Gouine en terre biblique

Je pense à partager cette histoire depuis un moment et, hasard du calendrier, c’est en cette journée mondiale contre l’homophobie, la transphobie, la biphobie que je m’y résous.

Je vis en Norvège depuis deux ans et demi. Après un an et demi de galère j’ai enfin trouvé un travail dans un célèbre magasin d’ameublement suédois, plus précisément dans le restaurant où je me trouve à y faire la plonge. A chaque entretien, avant cette embauche, on m’a demandé pourquoi j’avais quitté la France pour venir vivre dans le grand nord. On voit les pays nordiques comme avancés sur le plan des droits LGBTQ+ et je crois que c’est en partie vrai. Je crois aussi que la culture norvégienne est très « privée » ce qui fait que les gens n’en ont rien à faire de ce que vous faites chez vous. Le respect de la vie privée est si fort qu’elle se mélange rarement à la vie professionnelle. C’est donc en partie la raison pour laquelle j’ai toujours dit, sans anxiété, à mes potentiel·les employeur·es que j’étais là parce que ma compagne, native du pays, avait commencé à étudier ici.

Le magasin où je travaille brasse 500 employé·es venant du monde entier. J’ai été surprise de voir comment chacun·e se respectait mutuellement, respectait le mauvais norvégien que l’un et l’une pouvait parler, comment chacun·e respectait la culture de l’autre, sa religion aussi. Une véritable utopie capitaliste.

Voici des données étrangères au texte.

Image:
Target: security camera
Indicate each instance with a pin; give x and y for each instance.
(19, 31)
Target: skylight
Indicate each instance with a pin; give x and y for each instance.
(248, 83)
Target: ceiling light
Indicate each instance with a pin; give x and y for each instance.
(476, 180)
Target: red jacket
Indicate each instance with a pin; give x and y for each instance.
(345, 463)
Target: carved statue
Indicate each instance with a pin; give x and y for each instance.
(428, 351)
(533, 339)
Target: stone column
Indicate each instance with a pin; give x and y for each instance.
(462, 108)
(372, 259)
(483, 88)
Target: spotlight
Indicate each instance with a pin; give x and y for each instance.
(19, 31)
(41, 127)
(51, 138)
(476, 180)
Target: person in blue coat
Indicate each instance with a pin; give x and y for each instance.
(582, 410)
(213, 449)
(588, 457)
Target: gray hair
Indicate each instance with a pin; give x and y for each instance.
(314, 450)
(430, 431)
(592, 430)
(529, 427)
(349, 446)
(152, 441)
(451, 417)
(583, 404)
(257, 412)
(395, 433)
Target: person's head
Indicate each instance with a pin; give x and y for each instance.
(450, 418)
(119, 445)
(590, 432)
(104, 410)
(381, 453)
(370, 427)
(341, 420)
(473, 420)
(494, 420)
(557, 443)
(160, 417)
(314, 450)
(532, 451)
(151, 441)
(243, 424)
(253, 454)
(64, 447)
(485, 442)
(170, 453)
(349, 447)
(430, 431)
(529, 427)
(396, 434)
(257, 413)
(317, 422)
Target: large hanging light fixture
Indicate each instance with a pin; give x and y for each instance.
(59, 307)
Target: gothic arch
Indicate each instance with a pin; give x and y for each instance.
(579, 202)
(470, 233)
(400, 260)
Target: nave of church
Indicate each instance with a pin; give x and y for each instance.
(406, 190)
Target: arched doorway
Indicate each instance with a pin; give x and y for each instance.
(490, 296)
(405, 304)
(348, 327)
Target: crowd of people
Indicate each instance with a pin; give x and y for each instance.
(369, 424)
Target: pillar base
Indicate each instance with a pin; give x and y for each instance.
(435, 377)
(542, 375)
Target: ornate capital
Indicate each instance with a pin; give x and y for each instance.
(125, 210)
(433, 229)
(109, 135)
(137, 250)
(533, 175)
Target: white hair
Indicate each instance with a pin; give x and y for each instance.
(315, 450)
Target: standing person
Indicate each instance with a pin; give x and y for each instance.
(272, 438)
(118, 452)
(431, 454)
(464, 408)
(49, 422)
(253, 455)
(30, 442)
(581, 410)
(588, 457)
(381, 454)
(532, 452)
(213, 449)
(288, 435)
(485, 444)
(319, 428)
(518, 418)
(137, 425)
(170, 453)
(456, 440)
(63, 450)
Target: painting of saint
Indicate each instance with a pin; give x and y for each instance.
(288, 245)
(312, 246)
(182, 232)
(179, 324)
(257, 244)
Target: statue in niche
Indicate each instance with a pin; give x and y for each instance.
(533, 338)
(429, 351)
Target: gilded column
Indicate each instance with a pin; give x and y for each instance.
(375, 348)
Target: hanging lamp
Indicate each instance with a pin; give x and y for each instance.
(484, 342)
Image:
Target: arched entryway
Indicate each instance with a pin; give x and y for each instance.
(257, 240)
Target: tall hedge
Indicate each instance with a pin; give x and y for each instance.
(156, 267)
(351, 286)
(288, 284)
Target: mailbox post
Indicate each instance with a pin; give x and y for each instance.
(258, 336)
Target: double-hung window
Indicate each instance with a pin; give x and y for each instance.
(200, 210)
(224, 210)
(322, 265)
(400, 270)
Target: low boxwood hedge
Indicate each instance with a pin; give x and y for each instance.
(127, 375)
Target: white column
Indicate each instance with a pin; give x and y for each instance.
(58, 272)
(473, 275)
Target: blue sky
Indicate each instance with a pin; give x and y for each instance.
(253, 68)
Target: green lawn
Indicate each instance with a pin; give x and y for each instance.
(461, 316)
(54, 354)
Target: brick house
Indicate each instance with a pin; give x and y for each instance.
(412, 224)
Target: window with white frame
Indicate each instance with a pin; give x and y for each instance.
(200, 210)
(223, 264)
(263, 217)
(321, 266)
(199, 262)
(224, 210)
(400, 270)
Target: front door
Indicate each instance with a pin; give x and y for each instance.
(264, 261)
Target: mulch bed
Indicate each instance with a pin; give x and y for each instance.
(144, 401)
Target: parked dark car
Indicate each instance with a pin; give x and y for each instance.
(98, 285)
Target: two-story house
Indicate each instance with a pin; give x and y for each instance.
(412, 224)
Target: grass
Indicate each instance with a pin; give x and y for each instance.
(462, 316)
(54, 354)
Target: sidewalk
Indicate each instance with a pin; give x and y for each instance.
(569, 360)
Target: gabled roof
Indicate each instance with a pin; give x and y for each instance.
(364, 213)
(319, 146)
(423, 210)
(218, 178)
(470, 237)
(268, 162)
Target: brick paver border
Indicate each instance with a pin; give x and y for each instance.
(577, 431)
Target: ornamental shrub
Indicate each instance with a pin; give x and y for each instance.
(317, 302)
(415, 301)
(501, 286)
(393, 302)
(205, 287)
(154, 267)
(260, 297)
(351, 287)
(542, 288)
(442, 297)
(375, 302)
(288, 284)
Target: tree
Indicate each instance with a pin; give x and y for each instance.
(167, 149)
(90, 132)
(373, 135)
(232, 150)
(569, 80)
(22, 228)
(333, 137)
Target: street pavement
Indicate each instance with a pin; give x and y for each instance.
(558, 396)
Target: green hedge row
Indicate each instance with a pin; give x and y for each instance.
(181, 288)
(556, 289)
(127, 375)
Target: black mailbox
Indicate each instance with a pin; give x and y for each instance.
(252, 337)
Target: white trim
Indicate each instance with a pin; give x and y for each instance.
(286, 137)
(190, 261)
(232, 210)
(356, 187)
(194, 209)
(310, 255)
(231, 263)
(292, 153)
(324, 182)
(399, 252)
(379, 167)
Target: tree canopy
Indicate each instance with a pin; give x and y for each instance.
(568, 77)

Toujours est-il qu’entre deux plats à nettoyer j’en suis venue à parler de ma vie privée avec une collègue. Elle m’a demandé si je vivais seule et je lui ai répondu que je vivais avec mon amie. En norvégien, le mot petit-ami·e regroupe le genre féminin et masculin ; elle m’a donc demandé ce qu’IL faisait dans la vie. Je lui ai dit qu’ELLE étudiait. Gros yeux, bouche bée, elle pense que j’ai fait une faute de grammaire et me reprend: IL étudie. Non ELLE étudie, elle est une femme. Un sourire en coin se forme sur son visage : elle n’est pas ta petite-amie, juste ton amie. Je lui réponds que non, elle n’est pas juste ma coloc, mais bien la femme que j’aime, d’un amour non platonique, si elle préfère.

Elle me répond alors que ce n’est pas possible, que Dieu nous a créé·es pour former des couples homme-femme. Elle me demande si j’ai déjà lu la Bible ; je lui réponds que non, mais que j’ai lu plein d’autres livres. Elle me dit que dans la Bible, Dieu a créé Adam et Eve et que c’est la manière dont on doit vivre. Elle m’invite à la lire pour que je comprenne ce qu’elle essaye de me dire, elle m’invite même à aller à l’église avec elle... Elle me demande comment je vais faire pour avoir des enfants si je ne trouve pas un homme ; je lui réponds que je ne veux pas d’enfant, mais qu’on a déjà un chat noir dont on s’occupe à plein temps. Choquée elle me dit que mes hanches larges sont faites pour accueillir un être humain à naître, que Dieu m’a faite ainsi pour cette raison. Je réponds que je mes hanches sont bien toutes seules ; que les sentiments, l’amour ne se contrôle pas ; que, de la même manière qu’elle est tombée amoureuse de son mari, je suis tombée amoureuse de cette femme. Je lui demande pourquoi, si Dieu m’a créée moi, femme aimant une femme, je devrais renier la manière dont il m’a formée. Elle me répond que Dieu fait des erreurs et que c’est notre devoir d’agir en conséquence, pour réparer les erreurs qu’il a pu commettre, parfois. Contente de savoir que mes sentiments n’étaient qu’erreur, je lui réponds que je respecte sa foi, mais que jamais je ne m’y conformerais. Que j’aime une femme et que ce sera toujours ainsi. Que peu importe ce qui a été écrit dans la Bible, je serais toujours une gouine à chat. Que je crois qu’on ne s’entendra jamais sur ce point mais qu’on peut toujours faire la plonge ensemble, en respectant la manière de vivre et les croyances de l’autre. Ce qu’on fait.

Je n’ai jamais eu à répondre, avant cet épisode, du fait que je sois lesbienne. Je me suis alors rendue compte qu’il était impossible d’argumenter contre la religion. Que les arguments religieux étaient tellement loin de faits qu’il était compliqué d'y répondre rationnellement -d’autant plus en langue norvégienne ! Comment expliquer à une personne, le cerveau lavé par la Bible, qu’être gouine et ne pas vouloir d’enfant était tout aussi normal qu’être tout le contraire ? Je prends vos tips volontiers pour la prochaine fois.